My philosophy is to add value to each person and place I encounter. I seem to fail as much as succeed, but the striving leads to a better day. I’ve been thinking about what adds value to community.
Incrementally, Wallowa County residents are facing decisions on self-sustainability. The county removed funding for the Wallowa county Museum in Joseph. Museum Board members will soon publish “Wallowa County History –– A Continuation,” sales of which will support operation of the museum. What is the value of the Museum? The collection of memorabilia and stories retains our community’s identity, a vital component of the culture we love.
The county has reduced funds to imprison criminals. Violators are processed through the court in a quasi “catch and release” system. Criminals such as drug dealers and “tweakers” (meth addicts) are free to ride bicycles along the streets through all hours of the night. So now we lock our doors.
What is the value of public safety? How important is trusting that our personal safety, as well as our belongings, are protected? Do we form secret vigilante groups and designate a “hanging judge?” I have no answers.
Funding for the Wallowa County Library has been removed, which brings us to an upcoming vote to establish a district. The convenience of Kindle and downloadable books can appear to make libraries obsolete. What is the value of libraries these days? I can vouch personally on that.
Growing up with alcoholic parents, I was silenced as a little girl, not allowed to believe the horrors I witnessed, not allowed to admit the screaming and crying I heard, not allowed to speak of my fears. The library was my safe place.
As I pulled open the heavy oak door, the smell of old books welcomed me. The white haired librarian with horn-rimmed glasses became a mother-figure, nurturing me with books.
“I think you’ll like this one,” she smiled one day, handing me a biography of Helen Keller. I identified with the girl, imprisoned without the ability to communicate who she was. When her teacher finally connected with Helen through sign language, I cried with tears of understanding and hope.
My husband Richard convinced me that I was a good writer. And the responses of you, my readers –– cards, emails, comments of appreciation you’ve made when I’ve met you on the street –– have added value to my writing.
I had a bad fall on March 5 and am currently silenced by a serious traumatic brain injury. Doc says no reading, no writing, no computer screen for several months, maybe a year. (A friend is typing this for me.)

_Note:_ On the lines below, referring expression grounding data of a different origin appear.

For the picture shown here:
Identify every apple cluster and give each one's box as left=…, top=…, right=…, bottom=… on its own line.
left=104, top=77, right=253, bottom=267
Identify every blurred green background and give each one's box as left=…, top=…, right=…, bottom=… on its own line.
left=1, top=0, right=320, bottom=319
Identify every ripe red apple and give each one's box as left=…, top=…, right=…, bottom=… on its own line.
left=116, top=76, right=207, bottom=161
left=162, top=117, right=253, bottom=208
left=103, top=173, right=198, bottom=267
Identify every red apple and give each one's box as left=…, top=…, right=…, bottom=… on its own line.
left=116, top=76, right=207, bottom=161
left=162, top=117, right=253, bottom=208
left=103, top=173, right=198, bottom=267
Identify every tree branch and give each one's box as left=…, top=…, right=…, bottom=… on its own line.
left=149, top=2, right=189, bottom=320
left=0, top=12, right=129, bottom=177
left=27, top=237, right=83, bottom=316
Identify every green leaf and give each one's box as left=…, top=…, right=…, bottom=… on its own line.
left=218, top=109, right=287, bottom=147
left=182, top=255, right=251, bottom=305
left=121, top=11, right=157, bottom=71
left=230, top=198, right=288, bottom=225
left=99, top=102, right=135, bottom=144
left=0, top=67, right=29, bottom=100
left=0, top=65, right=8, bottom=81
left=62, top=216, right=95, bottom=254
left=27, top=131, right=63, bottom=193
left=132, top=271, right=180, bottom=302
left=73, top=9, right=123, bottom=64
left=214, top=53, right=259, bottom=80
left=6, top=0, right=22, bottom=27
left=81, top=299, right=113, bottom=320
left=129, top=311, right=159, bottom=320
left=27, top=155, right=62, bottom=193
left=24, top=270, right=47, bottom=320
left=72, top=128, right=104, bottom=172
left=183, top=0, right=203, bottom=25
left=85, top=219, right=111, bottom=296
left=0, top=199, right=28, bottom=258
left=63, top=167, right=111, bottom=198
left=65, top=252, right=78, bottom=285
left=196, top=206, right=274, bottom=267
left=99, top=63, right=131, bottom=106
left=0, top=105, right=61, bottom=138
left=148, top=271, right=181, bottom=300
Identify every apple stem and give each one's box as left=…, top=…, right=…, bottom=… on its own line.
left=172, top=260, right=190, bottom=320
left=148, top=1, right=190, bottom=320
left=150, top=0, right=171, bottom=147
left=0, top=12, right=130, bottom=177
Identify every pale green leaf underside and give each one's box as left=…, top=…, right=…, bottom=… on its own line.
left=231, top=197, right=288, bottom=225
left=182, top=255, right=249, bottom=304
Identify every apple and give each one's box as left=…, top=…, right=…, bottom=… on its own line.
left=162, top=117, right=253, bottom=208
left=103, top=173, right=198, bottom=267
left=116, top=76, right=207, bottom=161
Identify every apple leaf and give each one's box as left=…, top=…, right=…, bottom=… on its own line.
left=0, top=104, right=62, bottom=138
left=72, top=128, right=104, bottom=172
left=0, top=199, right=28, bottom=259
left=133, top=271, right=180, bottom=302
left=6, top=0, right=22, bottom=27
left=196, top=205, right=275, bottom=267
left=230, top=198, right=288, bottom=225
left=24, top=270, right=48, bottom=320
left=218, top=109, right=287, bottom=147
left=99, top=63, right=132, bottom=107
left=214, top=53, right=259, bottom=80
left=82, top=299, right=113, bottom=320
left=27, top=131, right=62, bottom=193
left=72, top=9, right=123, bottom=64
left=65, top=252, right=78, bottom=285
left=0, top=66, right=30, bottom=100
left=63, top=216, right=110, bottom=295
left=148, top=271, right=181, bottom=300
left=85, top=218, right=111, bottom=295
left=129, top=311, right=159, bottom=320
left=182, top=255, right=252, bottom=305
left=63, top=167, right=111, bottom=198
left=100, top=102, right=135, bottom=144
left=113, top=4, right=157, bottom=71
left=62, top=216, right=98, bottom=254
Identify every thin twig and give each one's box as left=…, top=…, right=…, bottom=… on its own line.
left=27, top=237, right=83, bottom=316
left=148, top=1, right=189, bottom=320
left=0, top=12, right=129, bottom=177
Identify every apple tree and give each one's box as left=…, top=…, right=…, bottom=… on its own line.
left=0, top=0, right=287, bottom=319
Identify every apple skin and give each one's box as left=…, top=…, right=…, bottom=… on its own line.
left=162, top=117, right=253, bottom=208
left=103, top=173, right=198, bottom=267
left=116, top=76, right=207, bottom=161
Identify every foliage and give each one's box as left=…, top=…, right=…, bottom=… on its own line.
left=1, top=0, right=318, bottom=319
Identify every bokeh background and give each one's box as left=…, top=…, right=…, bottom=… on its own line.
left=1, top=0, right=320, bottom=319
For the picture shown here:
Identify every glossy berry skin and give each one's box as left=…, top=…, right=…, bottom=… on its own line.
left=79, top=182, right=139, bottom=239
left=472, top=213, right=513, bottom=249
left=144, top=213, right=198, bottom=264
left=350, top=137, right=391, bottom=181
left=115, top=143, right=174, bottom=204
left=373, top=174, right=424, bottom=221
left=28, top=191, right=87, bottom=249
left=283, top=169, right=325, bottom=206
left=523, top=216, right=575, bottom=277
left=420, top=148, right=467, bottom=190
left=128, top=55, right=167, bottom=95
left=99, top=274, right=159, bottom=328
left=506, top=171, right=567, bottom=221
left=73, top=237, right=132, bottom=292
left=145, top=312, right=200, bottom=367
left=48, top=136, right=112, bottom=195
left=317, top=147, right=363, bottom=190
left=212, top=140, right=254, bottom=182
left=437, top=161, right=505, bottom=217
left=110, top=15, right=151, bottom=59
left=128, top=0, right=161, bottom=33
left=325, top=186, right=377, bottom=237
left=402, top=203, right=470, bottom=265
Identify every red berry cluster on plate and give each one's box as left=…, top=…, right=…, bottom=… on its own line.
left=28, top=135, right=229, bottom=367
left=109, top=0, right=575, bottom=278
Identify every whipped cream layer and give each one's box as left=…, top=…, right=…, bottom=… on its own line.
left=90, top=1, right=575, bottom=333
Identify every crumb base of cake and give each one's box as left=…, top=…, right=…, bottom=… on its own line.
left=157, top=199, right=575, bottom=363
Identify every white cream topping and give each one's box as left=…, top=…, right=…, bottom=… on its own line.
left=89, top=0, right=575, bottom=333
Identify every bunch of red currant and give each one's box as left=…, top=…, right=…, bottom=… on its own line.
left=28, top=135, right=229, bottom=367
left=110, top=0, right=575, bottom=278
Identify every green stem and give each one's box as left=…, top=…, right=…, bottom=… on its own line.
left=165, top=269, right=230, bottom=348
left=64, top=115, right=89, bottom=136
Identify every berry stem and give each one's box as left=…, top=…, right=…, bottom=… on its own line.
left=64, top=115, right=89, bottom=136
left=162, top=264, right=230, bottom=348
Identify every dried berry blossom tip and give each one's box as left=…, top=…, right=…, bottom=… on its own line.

Again, I turn to the library. I contacted Susan at the Wallowa County Library and now listen to audiobooks connecting me to words, connecting me to stories, connecting me to writers.
Readers need writers. It’s a relationship that goes beyond the binding of a book, the ink on the page. It’s an exchange of ideas, an agreement or disagreement on the plausible or unbelievable. The words of writers give readers ideas and phrases needed to express themselves.
And writers need readers. In the telling and the listening, we give each other voice. You have given me all that and more by following this column. I began this column to share the fun, foibles and a few tears in my attempt to learn this place.
Last week, a friend introduced me to someone, “This is Katherine Stickroth. She’s a real Wallowa gal!” My heart smiled.
That I may focus on my recovery, this is the closing of the Wallowa Gal column. I’ll still be around. God bless each one of you for honoring me with your readership.
I ask you to support the library district with your vote. I’m confident the ballot issue will be approved because that’s what we do –– the right thing for each other in our Wallowa County.